Why the Chinese Save - Not Just about a Confucian Ethic

As US Treasury Secretary Timothy Geithner heads off to "urge China to shop not save" (WSJ), Michael Pettis from China Financial Markets has an interesting look at why the Chinese save, and concludes with a warning:

I am not sure if there is any over-arching reason for high savings in China, but generally I would argue that policies aimed at generating high levels of investment and at running trade surpluses must also, by definition, cause high levels of savings. In that sense the policies associated with the so-called Asian development model are policies that implicitly or explicitly cause high savings rate. if this is true, as I have written elsewhere, high Asian savings rates my be threatened in the future by rising savings rates in the US, since in the aggregate consumption and production must balance. The US trade deficits required for the success of high-savings policies in China may no longer exist.
He breaks it down into demographic, structural and policy causes. While I think a number of them seem reasonable, in particular the lack of a social safety net rings particularly true. With the questionable practices of hospitals, the innumerable unforeseen events, and the lack of a strong healthcare insurance alternatives, it isn't surprising that people here would save more than average.
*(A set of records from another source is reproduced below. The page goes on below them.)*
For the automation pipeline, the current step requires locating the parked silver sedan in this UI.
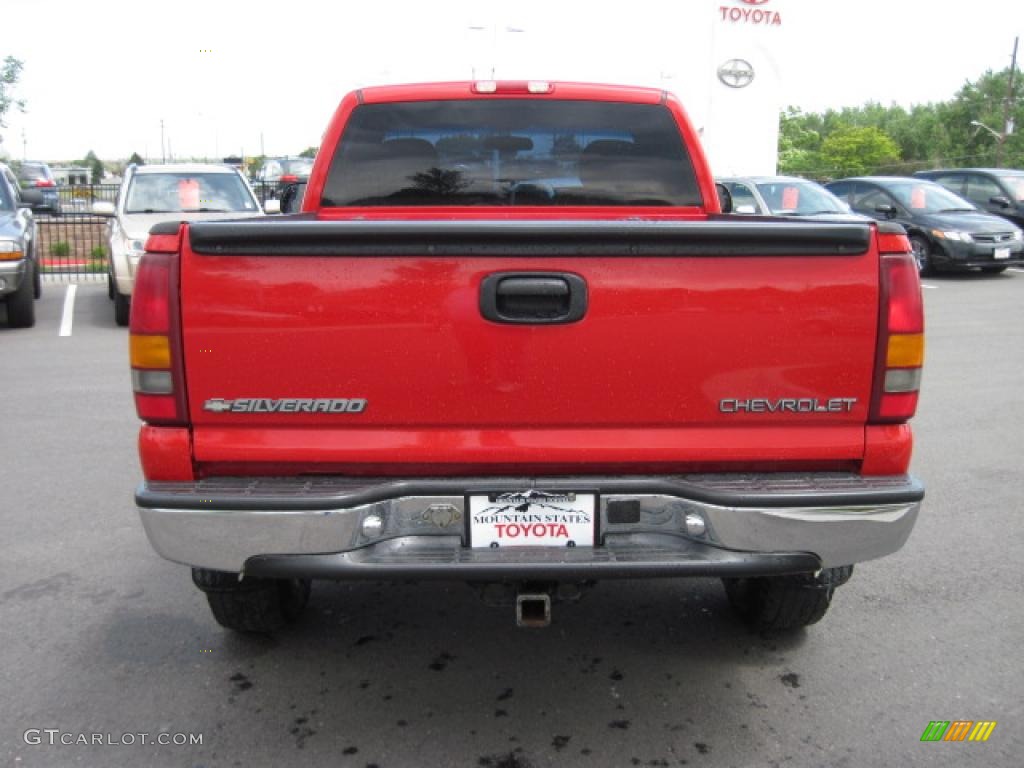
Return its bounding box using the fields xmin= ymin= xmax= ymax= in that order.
xmin=716 ymin=176 xmax=851 ymax=217
xmin=92 ymin=163 xmax=280 ymax=326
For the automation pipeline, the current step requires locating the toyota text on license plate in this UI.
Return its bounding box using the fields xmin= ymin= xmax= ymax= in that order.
xmin=469 ymin=489 xmax=596 ymax=549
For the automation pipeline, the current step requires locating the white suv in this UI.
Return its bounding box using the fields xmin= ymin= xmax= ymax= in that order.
xmin=92 ymin=163 xmax=280 ymax=326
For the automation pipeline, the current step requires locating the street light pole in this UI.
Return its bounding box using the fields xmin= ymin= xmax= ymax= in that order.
xmin=995 ymin=37 xmax=1021 ymax=168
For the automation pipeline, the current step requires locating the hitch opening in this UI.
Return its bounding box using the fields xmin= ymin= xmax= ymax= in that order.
xmin=515 ymin=593 xmax=551 ymax=627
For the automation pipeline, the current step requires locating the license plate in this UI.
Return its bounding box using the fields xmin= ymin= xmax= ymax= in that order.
xmin=469 ymin=489 xmax=597 ymax=549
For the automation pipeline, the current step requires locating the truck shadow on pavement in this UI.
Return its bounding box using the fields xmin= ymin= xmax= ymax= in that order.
xmin=94 ymin=580 xmax=823 ymax=768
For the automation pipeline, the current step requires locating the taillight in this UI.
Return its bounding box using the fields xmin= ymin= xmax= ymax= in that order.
xmin=472 ymin=80 xmax=555 ymax=94
xmin=870 ymin=232 xmax=925 ymax=424
xmin=129 ymin=230 xmax=188 ymax=426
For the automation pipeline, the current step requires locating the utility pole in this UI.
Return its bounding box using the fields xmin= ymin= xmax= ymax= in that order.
xmin=995 ymin=37 xmax=1021 ymax=168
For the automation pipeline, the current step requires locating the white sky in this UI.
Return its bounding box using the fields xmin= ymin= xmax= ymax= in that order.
xmin=0 ymin=0 xmax=1024 ymax=162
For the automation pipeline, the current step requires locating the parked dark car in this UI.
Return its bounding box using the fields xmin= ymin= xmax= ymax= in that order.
xmin=913 ymin=168 xmax=1024 ymax=226
xmin=825 ymin=176 xmax=1024 ymax=274
xmin=0 ymin=163 xmax=42 ymax=328
xmin=14 ymin=160 xmax=60 ymax=215
xmin=253 ymin=158 xmax=313 ymax=213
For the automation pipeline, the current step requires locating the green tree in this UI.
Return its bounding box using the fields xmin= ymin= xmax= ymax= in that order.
xmin=82 ymin=150 xmax=103 ymax=184
xmin=778 ymin=68 xmax=1024 ymax=179
xmin=821 ymin=126 xmax=900 ymax=176
xmin=0 ymin=56 xmax=25 ymax=141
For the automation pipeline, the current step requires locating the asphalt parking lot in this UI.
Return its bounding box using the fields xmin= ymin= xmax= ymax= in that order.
xmin=0 ymin=270 xmax=1024 ymax=768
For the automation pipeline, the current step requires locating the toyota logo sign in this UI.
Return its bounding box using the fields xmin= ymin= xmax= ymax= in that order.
xmin=718 ymin=58 xmax=754 ymax=88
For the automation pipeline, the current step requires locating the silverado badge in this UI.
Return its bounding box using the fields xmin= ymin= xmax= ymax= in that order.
xmin=203 ymin=397 xmax=367 ymax=414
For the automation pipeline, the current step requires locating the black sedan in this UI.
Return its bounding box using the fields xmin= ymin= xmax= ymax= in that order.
xmin=11 ymin=160 xmax=60 ymax=216
xmin=0 ymin=163 xmax=42 ymax=328
xmin=825 ymin=176 xmax=1024 ymax=274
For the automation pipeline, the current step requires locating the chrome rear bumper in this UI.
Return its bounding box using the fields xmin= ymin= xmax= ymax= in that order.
xmin=136 ymin=473 xmax=924 ymax=580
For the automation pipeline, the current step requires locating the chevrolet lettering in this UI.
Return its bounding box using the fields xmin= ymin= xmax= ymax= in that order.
xmin=718 ymin=397 xmax=857 ymax=414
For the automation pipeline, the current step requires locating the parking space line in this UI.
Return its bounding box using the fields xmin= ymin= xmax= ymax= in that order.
xmin=60 ymin=283 xmax=78 ymax=336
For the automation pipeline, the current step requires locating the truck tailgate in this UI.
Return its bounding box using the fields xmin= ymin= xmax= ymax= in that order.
xmin=181 ymin=217 xmax=879 ymax=475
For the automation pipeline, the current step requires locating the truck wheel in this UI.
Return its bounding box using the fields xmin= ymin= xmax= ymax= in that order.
xmin=910 ymin=240 xmax=932 ymax=275
xmin=7 ymin=261 xmax=36 ymax=328
xmin=114 ymin=286 xmax=131 ymax=326
xmin=193 ymin=568 xmax=311 ymax=633
xmin=722 ymin=565 xmax=853 ymax=632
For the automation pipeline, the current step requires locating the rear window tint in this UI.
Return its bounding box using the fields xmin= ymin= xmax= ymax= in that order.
xmin=321 ymin=99 xmax=701 ymax=207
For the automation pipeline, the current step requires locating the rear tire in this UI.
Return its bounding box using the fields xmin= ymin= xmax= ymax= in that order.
xmin=193 ymin=568 xmax=311 ymax=633
xmin=722 ymin=565 xmax=853 ymax=632
xmin=910 ymin=234 xmax=935 ymax=276
xmin=114 ymin=286 xmax=131 ymax=326
xmin=7 ymin=260 xmax=36 ymax=328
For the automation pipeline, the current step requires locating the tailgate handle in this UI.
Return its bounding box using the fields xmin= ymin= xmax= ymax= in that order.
xmin=480 ymin=272 xmax=587 ymax=326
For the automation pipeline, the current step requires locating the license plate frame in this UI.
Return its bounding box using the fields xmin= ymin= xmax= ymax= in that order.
xmin=466 ymin=488 xmax=599 ymax=549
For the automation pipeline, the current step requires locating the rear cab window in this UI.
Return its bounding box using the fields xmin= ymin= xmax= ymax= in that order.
xmin=321 ymin=99 xmax=702 ymax=208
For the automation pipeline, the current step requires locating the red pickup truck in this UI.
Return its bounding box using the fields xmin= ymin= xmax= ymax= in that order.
xmin=131 ymin=82 xmax=924 ymax=631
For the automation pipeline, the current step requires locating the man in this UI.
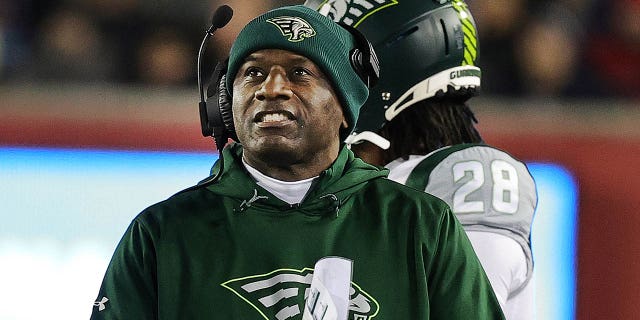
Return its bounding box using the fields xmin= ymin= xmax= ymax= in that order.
xmin=306 ymin=0 xmax=537 ymax=319
xmin=92 ymin=6 xmax=503 ymax=319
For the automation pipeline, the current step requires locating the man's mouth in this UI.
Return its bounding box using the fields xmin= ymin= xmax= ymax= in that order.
xmin=255 ymin=111 xmax=295 ymax=124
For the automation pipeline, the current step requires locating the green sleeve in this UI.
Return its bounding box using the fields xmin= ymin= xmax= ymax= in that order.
xmin=91 ymin=218 xmax=158 ymax=320
xmin=425 ymin=206 xmax=504 ymax=320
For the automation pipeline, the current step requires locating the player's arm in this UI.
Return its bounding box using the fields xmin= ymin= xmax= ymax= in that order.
xmin=425 ymin=206 xmax=504 ymax=320
xmin=91 ymin=219 xmax=158 ymax=320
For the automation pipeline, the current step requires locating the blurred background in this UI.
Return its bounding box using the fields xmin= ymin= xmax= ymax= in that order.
xmin=0 ymin=0 xmax=640 ymax=319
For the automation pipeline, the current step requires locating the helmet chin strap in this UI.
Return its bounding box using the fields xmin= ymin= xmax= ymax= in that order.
xmin=344 ymin=131 xmax=391 ymax=150
xmin=384 ymin=65 xmax=480 ymax=121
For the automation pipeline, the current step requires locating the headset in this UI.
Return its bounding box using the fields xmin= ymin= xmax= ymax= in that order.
xmin=198 ymin=17 xmax=380 ymax=152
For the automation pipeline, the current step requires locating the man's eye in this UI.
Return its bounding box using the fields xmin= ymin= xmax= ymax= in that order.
xmin=293 ymin=68 xmax=311 ymax=77
xmin=245 ymin=68 xmax=264 ymax=77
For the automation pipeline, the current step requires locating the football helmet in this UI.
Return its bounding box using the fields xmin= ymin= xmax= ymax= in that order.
xmin=304 ymin=0 xmax=481 ymax=149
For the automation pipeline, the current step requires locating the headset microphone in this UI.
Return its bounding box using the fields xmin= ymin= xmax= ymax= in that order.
xmin=197 ymin=5 xmax=233 ymax=139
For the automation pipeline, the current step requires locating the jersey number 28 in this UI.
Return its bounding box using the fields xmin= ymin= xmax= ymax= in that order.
xmin=452 ymin=160 xmax=519 ymax=214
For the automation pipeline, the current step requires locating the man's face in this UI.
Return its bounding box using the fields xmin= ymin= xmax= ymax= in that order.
xmin=232 ymin=49 xmax=346 ymax=178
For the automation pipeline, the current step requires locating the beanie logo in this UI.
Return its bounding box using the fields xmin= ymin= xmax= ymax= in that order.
xmin=267 ymin=16 xmax=316 ymax=42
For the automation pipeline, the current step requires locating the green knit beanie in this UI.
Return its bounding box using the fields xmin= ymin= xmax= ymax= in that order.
xmin=226 ymin=5 xmax=369 ymax=138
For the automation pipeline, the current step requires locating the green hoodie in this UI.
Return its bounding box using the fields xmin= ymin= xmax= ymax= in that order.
xmin=91 ymin=144 xmax=503 ymax=320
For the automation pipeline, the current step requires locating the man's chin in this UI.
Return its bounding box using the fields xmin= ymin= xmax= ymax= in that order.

I'm somewhat uncomfortable with the idea that savings is a cultural trait as I seem to recall a study of the behaviour of second generation immigrants and savings but can't find it at the moment. Looking for other incentives for savings seems, at least to me, to be more reasonable. The expectation however, no matter the reason, that the Chinese people, would all of a sudden start spending (or investing in dollar denominated assets) in one of the worst global recessions in recent memory, based on the exhortations the US seems to be a foolish one at best.